Juan Ramos Castillo—one of Chow’s relatives—helped establish the church and was its pastor from about 1911 to 1920.

Decades later, Ernesto Aguilar—another member of Chow’s family—was pastor of that church from 1988 until his death in 2005. Previously, Aguilar had been pastor of Segunda Iglesia Bautista in Mexico City.

Several other members of Chow’s extended family became Baptist pastors and missionaries in Mexico and the United States:

  • Librado Ramos was pastor in Mexico more than four decades, serving Primera Iglesia Bautista in Mexico City until his death in 1990.
  • Job Ramos Lozano was pastor of Eliacim Baptist Church in Tampico until his death in 1994.
  • Homero Ramos was a pastor and church planter for 50 years.
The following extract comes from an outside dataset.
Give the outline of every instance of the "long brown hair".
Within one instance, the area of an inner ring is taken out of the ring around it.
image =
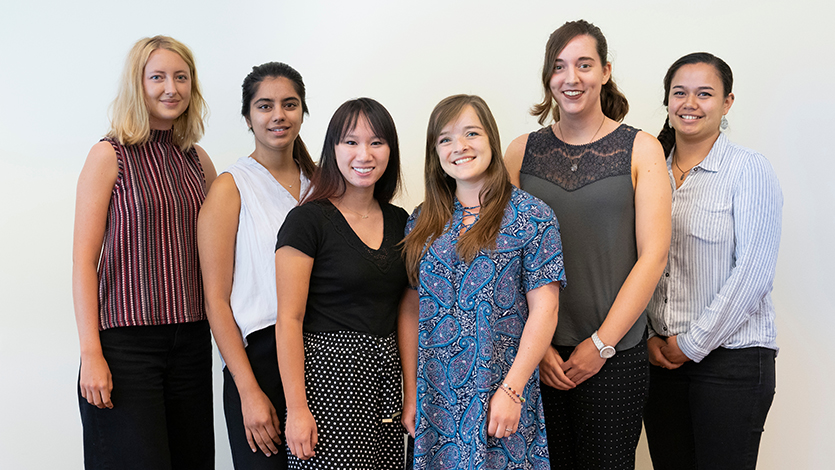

He was instrumental in founding Baptist churches in Matamoros, Tampico, Progreso and Mexico City. He also was pastor of Primera Iglesia Bautista in Reynosa and Emanuel Baptist Temple in McAllen.
  • Sergio Ramos, who served in international missions, now is pastor of The Promise Church in Dallas.
  • Mike Hart is minister of missions at First Baptist Church in Tulsa, Okla. He served previously as director of a Baptist academy in Blue Springs, Mo. He and his wife Kathy and their two daughters also spent several years as missionaries in the Philippines.
  • Oliver Martinez is pastor of Iglesia Bautista Getsemani in Fort Worth.
Susanna Chow (3rd from left), now age 82, is pictured as a child with her siblings (left to right) Federico, Jose, Guillermo, Francisco and Victoria. (Photo courtesy of Fred Chow)

Chow specifically mentioned an aunt, Susanna Chow—Margarita Pangtay Chow’s daughter—who earned her doctorate in chemical engineering in France and worked for Pemex, Mexico’s state-owned petroleum company. Today, she lives in Mexico City and is the author of more than 300 technical papers and four books, holds several patents and is the recipient of multiple international awards.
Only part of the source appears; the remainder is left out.